Apache Cassandra 0.8 Documentation

Keyspace and Column Family Storage Configuration

Many aspects of storage configuration are set on a per-keyspace or per-column family basis. These attributes can be manipulated programmatically, but in most cases the practical method for defining keyspace and column family attributes is to use the Cassandra CLI or CQL interfaces.

Prior to release 0.7.3, keyspace and column family attributes could be specified in cassandra.yaml, but that is no longer true in 0.7.4 and later. These attributes are now stored in the system keyspace within Cassandra.

Note

The attribute names documented in this section are the names as they are stored in the system keyspace within Cassandra. Most of these attributes can be set in the various client applications, such as Cassandra CLI or CQL. There may be slight differences in how these attributes are named depending on how they are implemented in the client.

Keyspace Attributes

A keyspace must have a user-defined name and a replica placement strategy. It also has replication strategy options, which is a container attribute for replication factor (required) or the number of replicas per data center (optional).

Option Default Value
ks_name n/a (A user-defined value is required)
placement_strategy org.apache.cassandra.locator.SimpleStrategy
strategy_options n/a (container attribute)
column_families n/a (container attribute)

name

Required. The name for the keyspace.

placement_strategy

Required. Determines how replicas for a keyspace will be distributed among nodes in the ring.

Allowed values are:

  • org.apache.cassandra.locator.SimpleStrategy
  • org.apache.cassandra.locator.NetworkTopologyStrategy
  • org.apache.cassandra.locator.OldNetworkTopologyStrategy (deprecated)

These options are described in detail in the replication section.

Note

NetworkTopologyStrategy and OldNetworkTopologyStrategy require a properly configured snitch to be able to determine rack and data center locations of a node (see endpoint_snitch).

strategy_options

Specifies configuration options for the chosen replication strategy.

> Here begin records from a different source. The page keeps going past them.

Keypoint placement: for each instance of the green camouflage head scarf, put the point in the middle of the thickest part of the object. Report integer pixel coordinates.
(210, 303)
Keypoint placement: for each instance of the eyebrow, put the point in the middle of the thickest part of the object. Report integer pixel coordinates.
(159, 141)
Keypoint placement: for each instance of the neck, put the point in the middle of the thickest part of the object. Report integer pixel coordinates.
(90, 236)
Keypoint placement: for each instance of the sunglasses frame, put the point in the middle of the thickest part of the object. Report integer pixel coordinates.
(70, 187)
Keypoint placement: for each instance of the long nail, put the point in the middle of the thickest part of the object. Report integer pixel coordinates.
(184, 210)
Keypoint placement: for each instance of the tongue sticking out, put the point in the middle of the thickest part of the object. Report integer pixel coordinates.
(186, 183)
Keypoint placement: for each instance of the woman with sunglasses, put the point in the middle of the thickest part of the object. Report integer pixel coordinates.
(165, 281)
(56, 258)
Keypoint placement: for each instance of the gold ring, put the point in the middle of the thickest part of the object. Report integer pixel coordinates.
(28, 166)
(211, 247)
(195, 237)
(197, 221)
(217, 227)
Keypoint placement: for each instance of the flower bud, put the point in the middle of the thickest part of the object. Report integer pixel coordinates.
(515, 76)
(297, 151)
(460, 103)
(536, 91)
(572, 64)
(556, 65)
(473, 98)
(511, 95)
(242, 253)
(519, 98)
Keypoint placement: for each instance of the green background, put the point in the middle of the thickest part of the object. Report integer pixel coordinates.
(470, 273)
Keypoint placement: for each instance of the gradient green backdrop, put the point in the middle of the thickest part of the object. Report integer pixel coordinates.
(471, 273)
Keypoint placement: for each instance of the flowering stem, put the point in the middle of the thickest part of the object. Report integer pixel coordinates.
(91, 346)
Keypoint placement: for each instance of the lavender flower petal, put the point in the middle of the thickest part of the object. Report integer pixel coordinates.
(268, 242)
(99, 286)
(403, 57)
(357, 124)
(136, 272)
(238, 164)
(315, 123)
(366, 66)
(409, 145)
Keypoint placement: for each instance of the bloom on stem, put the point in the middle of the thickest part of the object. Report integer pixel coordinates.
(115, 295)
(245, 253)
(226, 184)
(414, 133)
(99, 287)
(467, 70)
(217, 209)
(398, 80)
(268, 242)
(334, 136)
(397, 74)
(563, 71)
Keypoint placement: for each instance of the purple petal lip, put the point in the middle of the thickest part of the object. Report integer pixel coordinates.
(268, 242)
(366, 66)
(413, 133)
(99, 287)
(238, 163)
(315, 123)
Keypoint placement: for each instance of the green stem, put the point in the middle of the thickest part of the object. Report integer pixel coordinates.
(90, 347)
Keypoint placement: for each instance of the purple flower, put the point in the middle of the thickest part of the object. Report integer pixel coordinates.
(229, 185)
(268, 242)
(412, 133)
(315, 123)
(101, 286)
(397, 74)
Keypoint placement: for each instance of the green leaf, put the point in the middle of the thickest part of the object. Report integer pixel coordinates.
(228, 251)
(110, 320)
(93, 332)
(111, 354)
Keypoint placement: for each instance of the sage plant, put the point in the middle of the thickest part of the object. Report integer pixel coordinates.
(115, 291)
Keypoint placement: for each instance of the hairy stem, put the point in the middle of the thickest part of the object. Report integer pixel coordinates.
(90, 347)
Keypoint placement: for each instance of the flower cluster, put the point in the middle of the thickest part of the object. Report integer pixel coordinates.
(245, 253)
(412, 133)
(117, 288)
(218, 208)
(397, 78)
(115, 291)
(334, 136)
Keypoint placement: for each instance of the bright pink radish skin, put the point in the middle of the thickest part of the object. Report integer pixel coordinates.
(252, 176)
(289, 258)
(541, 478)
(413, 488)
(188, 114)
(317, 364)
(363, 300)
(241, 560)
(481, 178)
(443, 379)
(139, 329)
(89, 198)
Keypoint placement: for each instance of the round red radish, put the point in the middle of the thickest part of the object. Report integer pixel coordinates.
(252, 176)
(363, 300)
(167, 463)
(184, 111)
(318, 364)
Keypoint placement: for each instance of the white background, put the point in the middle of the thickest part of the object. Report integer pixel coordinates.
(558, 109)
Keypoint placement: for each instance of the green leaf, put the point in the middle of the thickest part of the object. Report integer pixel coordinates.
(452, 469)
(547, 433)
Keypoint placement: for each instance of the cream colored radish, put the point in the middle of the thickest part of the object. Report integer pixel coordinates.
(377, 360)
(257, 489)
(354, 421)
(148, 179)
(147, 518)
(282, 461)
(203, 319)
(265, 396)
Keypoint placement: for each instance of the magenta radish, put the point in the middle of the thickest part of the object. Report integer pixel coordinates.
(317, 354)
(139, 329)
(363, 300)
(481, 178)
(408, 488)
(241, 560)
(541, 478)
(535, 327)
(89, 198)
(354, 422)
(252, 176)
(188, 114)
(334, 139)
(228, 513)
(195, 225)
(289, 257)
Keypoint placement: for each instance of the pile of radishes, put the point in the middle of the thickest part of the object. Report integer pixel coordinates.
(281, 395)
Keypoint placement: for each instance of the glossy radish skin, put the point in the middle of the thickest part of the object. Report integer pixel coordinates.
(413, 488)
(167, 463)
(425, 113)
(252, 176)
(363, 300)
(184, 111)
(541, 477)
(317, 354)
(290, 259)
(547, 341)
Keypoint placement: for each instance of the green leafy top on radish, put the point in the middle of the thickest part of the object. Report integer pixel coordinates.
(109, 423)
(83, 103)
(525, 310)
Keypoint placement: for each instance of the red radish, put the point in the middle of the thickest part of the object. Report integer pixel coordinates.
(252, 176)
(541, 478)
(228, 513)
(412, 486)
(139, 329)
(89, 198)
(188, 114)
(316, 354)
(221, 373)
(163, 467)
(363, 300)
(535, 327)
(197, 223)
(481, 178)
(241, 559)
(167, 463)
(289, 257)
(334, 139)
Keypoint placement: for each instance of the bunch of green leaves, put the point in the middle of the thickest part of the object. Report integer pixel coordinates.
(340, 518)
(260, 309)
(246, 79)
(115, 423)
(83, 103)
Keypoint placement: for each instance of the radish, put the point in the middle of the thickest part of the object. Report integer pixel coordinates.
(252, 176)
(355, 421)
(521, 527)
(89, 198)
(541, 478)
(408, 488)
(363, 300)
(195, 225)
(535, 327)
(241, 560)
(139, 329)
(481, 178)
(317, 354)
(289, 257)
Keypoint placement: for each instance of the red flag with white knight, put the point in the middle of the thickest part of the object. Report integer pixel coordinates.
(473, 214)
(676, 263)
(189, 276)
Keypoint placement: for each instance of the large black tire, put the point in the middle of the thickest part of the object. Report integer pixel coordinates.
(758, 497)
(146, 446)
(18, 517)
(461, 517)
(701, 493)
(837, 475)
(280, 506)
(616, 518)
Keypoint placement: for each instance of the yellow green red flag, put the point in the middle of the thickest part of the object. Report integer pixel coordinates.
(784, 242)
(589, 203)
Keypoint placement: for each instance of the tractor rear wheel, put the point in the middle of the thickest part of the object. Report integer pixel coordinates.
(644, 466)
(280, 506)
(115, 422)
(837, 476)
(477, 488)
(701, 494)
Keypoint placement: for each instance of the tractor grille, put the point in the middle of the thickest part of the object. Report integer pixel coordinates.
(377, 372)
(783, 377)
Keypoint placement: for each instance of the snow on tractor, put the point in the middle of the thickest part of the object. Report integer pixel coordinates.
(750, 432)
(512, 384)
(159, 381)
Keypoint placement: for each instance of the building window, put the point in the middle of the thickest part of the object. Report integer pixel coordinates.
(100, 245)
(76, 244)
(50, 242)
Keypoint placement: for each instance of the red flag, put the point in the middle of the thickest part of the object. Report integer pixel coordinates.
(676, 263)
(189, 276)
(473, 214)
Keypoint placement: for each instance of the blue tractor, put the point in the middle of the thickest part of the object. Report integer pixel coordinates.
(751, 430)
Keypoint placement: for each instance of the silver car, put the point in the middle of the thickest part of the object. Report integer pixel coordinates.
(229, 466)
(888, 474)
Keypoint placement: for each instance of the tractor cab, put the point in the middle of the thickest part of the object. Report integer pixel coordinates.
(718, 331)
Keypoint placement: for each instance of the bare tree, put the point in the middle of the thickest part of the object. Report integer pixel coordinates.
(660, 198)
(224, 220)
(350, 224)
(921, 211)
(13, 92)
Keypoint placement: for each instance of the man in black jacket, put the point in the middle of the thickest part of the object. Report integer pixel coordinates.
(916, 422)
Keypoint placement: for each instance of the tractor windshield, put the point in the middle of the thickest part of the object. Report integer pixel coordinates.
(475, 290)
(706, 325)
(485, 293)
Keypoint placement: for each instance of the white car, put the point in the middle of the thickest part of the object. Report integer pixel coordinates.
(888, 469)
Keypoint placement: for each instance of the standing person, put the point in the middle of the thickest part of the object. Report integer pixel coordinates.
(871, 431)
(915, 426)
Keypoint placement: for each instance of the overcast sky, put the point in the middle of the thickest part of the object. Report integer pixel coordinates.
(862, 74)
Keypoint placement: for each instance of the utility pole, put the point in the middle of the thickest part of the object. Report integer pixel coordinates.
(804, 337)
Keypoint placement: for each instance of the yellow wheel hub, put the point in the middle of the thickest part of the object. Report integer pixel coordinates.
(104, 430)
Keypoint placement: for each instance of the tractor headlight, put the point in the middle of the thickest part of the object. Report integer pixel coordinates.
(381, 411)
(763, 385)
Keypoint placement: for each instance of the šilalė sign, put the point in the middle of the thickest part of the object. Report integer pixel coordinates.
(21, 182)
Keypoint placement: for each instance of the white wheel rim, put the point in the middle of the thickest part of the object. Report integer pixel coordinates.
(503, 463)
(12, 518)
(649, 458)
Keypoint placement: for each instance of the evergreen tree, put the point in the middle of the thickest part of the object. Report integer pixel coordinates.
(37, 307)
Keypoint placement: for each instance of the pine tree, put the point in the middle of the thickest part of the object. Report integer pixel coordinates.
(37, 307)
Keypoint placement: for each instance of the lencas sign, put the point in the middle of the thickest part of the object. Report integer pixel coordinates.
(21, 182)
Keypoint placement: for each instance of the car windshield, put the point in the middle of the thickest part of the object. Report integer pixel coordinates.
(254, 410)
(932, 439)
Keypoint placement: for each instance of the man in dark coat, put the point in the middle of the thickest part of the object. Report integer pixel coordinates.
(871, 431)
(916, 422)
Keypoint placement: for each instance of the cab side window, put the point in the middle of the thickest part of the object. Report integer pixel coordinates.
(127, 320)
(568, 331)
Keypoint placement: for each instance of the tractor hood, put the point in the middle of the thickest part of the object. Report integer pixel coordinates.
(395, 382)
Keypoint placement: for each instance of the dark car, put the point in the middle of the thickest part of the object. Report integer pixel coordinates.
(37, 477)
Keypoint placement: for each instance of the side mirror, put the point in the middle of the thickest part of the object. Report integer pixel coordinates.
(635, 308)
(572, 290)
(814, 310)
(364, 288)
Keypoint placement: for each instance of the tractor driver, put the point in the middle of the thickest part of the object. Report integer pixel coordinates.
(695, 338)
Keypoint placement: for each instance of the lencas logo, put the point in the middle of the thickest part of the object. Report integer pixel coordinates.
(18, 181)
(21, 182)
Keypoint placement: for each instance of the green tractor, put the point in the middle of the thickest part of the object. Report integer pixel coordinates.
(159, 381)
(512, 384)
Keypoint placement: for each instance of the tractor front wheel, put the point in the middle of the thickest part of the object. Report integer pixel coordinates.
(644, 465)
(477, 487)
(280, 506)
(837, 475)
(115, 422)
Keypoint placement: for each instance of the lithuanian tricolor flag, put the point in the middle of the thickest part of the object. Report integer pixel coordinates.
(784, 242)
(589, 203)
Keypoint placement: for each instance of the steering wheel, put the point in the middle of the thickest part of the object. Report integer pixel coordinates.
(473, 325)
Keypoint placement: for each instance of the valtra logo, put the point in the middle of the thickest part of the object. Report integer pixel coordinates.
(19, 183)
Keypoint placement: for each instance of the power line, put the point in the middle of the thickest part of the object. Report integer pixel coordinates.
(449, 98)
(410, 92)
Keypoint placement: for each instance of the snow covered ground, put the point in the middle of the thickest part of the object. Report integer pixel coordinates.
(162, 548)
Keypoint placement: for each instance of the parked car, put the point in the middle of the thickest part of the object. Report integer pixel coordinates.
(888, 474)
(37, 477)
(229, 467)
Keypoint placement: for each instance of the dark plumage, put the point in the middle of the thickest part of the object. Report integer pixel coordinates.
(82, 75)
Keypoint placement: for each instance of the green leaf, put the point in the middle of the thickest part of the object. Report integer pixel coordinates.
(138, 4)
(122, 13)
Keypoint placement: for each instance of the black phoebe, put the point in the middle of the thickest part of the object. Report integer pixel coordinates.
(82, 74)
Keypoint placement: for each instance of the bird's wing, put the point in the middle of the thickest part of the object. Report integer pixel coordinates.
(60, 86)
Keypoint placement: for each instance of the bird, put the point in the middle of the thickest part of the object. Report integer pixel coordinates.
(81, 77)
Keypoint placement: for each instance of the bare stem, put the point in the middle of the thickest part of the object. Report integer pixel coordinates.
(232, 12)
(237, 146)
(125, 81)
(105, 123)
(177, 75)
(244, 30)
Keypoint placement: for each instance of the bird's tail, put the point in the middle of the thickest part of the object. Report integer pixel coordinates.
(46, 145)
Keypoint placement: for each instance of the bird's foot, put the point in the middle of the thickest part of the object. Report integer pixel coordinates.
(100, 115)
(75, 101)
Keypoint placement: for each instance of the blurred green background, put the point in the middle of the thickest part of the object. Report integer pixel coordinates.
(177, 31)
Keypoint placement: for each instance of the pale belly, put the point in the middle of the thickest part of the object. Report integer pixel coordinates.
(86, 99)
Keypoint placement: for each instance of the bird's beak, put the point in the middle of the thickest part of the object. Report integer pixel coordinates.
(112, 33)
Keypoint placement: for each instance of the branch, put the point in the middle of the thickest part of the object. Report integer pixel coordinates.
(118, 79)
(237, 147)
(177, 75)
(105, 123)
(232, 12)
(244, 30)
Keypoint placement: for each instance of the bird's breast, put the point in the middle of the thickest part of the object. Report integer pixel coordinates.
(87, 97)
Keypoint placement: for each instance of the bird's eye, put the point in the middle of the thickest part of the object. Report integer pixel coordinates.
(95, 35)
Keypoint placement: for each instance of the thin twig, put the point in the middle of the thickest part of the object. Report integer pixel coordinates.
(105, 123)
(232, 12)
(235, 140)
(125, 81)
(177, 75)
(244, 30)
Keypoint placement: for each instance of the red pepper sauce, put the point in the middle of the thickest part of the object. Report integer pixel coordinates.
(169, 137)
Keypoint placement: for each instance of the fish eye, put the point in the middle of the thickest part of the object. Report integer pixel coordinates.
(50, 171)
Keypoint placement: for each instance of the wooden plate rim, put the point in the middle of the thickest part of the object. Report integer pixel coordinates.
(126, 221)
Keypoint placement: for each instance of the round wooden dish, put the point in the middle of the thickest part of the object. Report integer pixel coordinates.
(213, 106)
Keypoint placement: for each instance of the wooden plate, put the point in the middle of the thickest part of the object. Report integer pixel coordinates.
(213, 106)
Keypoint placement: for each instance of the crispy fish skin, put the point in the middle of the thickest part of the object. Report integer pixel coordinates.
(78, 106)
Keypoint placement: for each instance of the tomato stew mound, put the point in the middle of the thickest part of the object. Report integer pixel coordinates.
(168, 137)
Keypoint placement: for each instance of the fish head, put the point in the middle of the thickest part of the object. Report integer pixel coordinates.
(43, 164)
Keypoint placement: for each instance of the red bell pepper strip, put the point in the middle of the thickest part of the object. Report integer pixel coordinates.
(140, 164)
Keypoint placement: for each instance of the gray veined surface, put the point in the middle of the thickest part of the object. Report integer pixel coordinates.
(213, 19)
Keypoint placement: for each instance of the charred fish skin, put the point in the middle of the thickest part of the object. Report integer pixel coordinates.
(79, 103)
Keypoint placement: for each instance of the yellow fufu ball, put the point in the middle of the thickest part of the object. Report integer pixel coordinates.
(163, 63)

For SimpleStrategy, it specifies replication_factor in the format of replication_factor:number_of_replicas.

For NetworkTopologyStrategy, it specifies the number of replicas per data center in a comma separated list of datacenter_name:number_of_replicas. Note that what you specify for datacenter_name depends on the cluster-configured snitch you are using. There is a correlation between the data center name defined in the keyspace strategy_options and the data center name as recognized by the snitch you are using. The nodetool ring command prints out data center names and rack locations of your nodes if you are not sure what they are.

See Choosing Keyspace Replication Options for guidance on how to best configure replication strategy and strategy options for your cluster.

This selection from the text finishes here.